= Pine Island Fort =

Former trading post on the North Saskatchewan River, Canada

Pine Island Fort and Manchester House were trading posts on Pine Island, a small narrow island on the North Saskatchewan River in Saskatchewan, Canada, from 1786 to 1793. Pine Island Fort was a post of the North West Company while Manchester House was a post of the Hudson's Bay Company.

Pine Island is on a south-flowing part of the North Saskatchewan River, about 50 km east of Lloydminster. It is just north of the mouth of Big Gully Creek and 18 km northeast of the town of Maidstone. The island is about 1.4 km long and 0.3 km wide.
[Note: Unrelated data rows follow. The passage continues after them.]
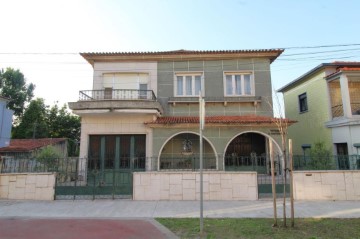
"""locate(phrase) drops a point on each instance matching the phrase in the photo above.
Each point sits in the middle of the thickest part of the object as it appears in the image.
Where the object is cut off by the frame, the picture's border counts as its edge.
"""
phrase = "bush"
(321, 157)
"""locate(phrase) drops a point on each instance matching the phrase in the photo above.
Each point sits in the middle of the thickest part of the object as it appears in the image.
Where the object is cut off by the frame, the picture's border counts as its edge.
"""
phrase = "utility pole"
(202, 124)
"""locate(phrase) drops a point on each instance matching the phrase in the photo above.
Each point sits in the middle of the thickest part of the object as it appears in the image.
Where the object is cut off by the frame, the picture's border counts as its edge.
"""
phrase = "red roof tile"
(179, 55)
(180, 52)
(350, 69)
(346, 68)
(244, 119)
(26, 145)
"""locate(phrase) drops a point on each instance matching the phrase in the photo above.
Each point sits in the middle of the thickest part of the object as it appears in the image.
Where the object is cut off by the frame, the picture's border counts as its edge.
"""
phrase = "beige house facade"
(143, 112)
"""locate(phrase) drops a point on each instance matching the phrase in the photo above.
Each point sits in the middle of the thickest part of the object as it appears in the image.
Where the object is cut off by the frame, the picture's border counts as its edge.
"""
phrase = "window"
(238, 84)
(303, 103)
(188, 84)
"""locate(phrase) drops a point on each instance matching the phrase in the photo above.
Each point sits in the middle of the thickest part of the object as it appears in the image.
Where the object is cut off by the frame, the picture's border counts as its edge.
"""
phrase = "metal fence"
(332, 162)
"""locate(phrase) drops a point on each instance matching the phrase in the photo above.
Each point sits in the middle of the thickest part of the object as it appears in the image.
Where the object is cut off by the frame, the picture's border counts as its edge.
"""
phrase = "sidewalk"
(177, 209)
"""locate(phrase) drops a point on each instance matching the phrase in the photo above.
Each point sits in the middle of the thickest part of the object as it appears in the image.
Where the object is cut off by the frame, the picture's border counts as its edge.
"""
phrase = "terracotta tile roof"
(179, 55)
(244, 119)
(350, 69)
(343, 69)
(26, 145)
(179, 52)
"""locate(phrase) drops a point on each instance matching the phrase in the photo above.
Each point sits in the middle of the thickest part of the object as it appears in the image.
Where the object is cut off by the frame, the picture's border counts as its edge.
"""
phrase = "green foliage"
(262, 228)
(63, 124)
(321, 157)
(13, 86)
(33, 123)
(41, 121)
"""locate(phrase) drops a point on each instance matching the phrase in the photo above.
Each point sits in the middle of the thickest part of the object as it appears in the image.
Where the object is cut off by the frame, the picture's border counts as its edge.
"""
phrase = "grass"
(262, 228)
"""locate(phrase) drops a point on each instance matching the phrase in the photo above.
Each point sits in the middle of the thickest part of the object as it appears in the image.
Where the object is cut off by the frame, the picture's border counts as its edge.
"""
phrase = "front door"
(112, 159)
(342, 156)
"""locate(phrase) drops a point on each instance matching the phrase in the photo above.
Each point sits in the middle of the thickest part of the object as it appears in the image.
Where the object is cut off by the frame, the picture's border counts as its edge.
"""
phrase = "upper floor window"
(188, 84)
(238, 84)
(303, 107)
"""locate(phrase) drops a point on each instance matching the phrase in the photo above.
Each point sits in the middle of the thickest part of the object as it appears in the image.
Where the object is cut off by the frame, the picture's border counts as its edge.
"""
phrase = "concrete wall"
(40, 186)
(186, 186)
(327, 185)
(310, 127)
(349, 134)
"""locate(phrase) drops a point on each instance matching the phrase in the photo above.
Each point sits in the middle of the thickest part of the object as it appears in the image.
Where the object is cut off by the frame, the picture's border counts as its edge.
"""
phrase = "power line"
(321, 46)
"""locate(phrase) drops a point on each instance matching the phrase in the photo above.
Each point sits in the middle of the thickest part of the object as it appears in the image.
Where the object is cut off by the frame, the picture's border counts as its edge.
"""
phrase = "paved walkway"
(152, 209)
(71, 228)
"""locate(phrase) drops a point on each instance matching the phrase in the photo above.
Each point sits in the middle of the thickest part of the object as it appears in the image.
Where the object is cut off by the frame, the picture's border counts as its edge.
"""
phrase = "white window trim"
(252, 83)
(193, 74)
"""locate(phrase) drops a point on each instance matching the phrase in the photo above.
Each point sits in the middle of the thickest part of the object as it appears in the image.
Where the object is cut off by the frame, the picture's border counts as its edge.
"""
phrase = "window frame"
(184, 84)
(301, 99)
(242, 83)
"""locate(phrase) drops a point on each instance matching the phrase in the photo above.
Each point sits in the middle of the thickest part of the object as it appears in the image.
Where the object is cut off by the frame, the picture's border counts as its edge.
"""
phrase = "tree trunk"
(273, 181)
(291, 184)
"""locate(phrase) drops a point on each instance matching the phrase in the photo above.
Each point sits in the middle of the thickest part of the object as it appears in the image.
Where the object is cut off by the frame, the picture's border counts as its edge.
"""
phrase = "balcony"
(116, 101)
(111, 94)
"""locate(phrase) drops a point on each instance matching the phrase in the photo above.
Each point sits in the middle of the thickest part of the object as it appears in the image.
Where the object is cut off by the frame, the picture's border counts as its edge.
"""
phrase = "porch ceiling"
(241, 120)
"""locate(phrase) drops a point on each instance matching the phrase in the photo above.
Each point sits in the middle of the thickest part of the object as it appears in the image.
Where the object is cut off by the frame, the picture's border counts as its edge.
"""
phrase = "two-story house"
(326, 103)
(143, 110)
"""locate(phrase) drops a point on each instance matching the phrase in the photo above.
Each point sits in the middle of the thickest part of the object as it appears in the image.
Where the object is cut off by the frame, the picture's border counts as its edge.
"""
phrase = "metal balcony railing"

In 1786, five independent groups established themselves on the island. First was Donald McKay, an independent trader. He was followed by Peter Pangman of Gregory, McLeod and Co., Robert Longmoor representing William Tomison of the Hudson's Bay Company, William Holmes of the North West Company and an independent Frenchman named Champagne. In the next season Donald McKay joined the HBC; Gregory, McLeod joined the NWC; and Champagne left the area. This left the HBC's Manchester House at the upper end of the island and the NWC's Pine Island Fort at the lower end. Here in 1788 the HBC built the first York boat used on the Saskatchewan. David Thompson broke his leg here in 1788. In 1792 Isaac Batt, a moderately well-known trader, went south with a group of Indians to hunt on the prairie and was murdered by them. In 1793 a large group of Gros Ventres entered the NWC post pretending to trade. When it became apparent that they intended to plunder the fort, a bold clerk took arms and drove them off. (The Gros Ventres and Mandans, who were at war with the Cree and the Plains tribes, thought that the traders were selling guns to the Cree.) In the same year Manchester House was plundered, and the traders escaped with only the clothes on their backs. In 1794 Duncan McGillivray of the NWC reported the houses in ruins. The island is not easily accessible, but in 1991 a memorial stone and plaque were erected on the river bank. As of September 2014, the plaque is still in place on top of high hill overlooking Pine Island.

Morton mentions an unnamed NWC post occupied by Edward Umfreville directly north of Maidstone and a house belonging to Donald McKay a hundred yards away.